Pre-draft measurables
| Height | Weight | 40-yard dash | 10-yard split | 20-yard split | 20-yard shuttle | Three-cone drill | Vertical jump | Broad jump | Bench press | Wonderlic |
| 5 ft 10+1⁄2 in (1.79 m) | 197 lb (89 kg) | 4.62 s | 1.62 s | 2.69 s | 4.14 s | 7.36 s | 38 in (0.97 m) | 9 ft 9 in (2.97 m) | 10 reps | 16 |
All values from NFL Combine.

===Jacksonville Jaguars (first stint)===
McCree received significant playing time during his first two seasons, playing in all but three games, and making six interceptions in 2002.

===Houston Texans===
McCree was waived by the Jaguars in 2003 and was picked up by the Houston Texans. On December 21, 2003, he scored his first career touchdown, a 95-yard interception return off of the Tennessee Titans' Steve McNair.

===Carolina Panthers===
McCree was claimed off waivers by the Carolina Panthers prior to the 2005 NFL season, where he served as the starting free safety. McCree recorded three interceptions in the regular season, but truly made his mark in the first playoff game of his career.

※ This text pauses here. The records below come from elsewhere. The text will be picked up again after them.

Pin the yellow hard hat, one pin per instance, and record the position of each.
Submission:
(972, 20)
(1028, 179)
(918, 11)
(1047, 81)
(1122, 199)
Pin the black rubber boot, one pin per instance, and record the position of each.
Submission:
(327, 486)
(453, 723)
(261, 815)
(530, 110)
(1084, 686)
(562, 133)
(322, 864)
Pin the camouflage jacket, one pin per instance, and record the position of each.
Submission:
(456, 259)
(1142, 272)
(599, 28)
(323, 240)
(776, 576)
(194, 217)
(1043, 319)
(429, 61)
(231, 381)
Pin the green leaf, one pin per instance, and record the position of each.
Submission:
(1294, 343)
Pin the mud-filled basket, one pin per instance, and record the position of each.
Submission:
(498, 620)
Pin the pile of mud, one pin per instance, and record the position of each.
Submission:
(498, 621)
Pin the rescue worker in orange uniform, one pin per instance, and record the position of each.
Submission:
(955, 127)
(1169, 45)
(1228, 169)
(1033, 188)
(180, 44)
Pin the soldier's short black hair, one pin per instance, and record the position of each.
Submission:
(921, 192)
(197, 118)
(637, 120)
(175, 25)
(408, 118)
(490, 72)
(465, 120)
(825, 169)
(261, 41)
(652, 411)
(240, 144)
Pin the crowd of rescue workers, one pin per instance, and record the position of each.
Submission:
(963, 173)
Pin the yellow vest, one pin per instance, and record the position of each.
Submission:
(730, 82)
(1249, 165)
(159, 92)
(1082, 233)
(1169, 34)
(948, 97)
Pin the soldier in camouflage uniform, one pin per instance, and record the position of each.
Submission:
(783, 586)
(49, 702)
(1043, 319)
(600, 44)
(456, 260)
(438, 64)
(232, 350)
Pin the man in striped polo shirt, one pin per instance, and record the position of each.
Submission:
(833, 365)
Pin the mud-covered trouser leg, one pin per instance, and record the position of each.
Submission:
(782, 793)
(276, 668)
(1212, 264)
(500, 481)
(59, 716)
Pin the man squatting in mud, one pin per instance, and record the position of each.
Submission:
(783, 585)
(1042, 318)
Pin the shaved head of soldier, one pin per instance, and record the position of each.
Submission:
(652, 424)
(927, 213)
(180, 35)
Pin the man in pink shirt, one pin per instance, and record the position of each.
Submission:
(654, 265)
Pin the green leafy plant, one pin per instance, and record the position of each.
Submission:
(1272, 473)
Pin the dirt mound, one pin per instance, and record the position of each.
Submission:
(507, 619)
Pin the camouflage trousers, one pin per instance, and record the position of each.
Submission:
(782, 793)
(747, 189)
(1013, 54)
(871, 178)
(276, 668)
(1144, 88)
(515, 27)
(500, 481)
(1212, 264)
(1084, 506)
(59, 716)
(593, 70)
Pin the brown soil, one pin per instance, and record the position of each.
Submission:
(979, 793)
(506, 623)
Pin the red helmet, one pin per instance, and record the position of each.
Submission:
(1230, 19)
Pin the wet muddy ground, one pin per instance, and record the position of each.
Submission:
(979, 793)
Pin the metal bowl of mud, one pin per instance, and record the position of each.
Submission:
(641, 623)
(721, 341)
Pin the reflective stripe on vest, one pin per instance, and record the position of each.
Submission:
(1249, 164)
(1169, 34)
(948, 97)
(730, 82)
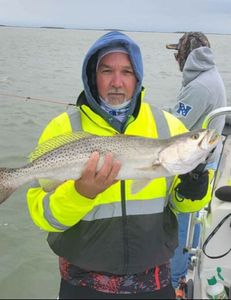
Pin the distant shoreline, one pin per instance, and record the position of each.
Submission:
(104, 29)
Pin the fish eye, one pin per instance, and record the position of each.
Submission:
(195, 136)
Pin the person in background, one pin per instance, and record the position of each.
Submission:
(111, 243)
(201, 92)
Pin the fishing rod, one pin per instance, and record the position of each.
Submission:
(27, 98)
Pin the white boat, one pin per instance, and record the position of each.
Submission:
(212, 257)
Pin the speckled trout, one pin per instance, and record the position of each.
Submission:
(142, 159)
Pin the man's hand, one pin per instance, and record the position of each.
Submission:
(194, 185)
(93, 182)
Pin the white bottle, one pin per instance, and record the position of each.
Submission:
(215, 289)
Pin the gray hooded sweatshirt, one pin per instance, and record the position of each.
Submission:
(202, 91)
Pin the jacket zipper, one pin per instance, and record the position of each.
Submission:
(124, 228)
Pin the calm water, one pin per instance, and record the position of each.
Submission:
(46, 64)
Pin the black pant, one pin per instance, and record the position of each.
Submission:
(69, 291)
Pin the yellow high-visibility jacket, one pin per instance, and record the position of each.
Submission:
(112, 232)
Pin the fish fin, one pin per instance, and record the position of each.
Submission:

On January 8, 2006, McCree played smothering defense in Carolina's first-round game against the New York Giants. His second interception of the game of New York's Eli Manning preserved a 20–0 lead, and effectively put the Panthers ahead for good. Carolina won, 23–0.

===San Diego Chargers===
On March 11, 2006, the San Diego Chargers signed McCree to a five-year deal through 2010.

McCree's tenure with the Chargers was defined by losing a fumble. During a playoff game against the New England Patriots on January 14, 2007, McCree had a critical fourth quarter interception with the Chargers leading, 21–13. However, while tackling McCree following the interception, Patriots wide receiver Troy Brown stripped the ball away from him that Reche Caldwell would recover for the Patriots. San Diego's defense was unable to stop New England on the drive that followed, and the Patriots scored a touchdown and a two-point conversion to tie the game at 21. The Patriots eventually won, 24–21.

In the following season, on January 13, 2008, late in the fourth quarter of a playoff game against the Indianapolis Colts, Peyton Manning was driving Indy toward what appeared to be a go-ahead score. But on third down and five, McCree knocked Indianapolis wide receiver Reggie Wayne out of the game and forcing the Colts to use their final timeout. Jim McCabe of the Boston Globe described this as "textbook precision with a playoff game hinging on his split-second thinking".

McCree and the Chargers advanced to the AFC Championship game, where they would lose a rematch with the Patriots.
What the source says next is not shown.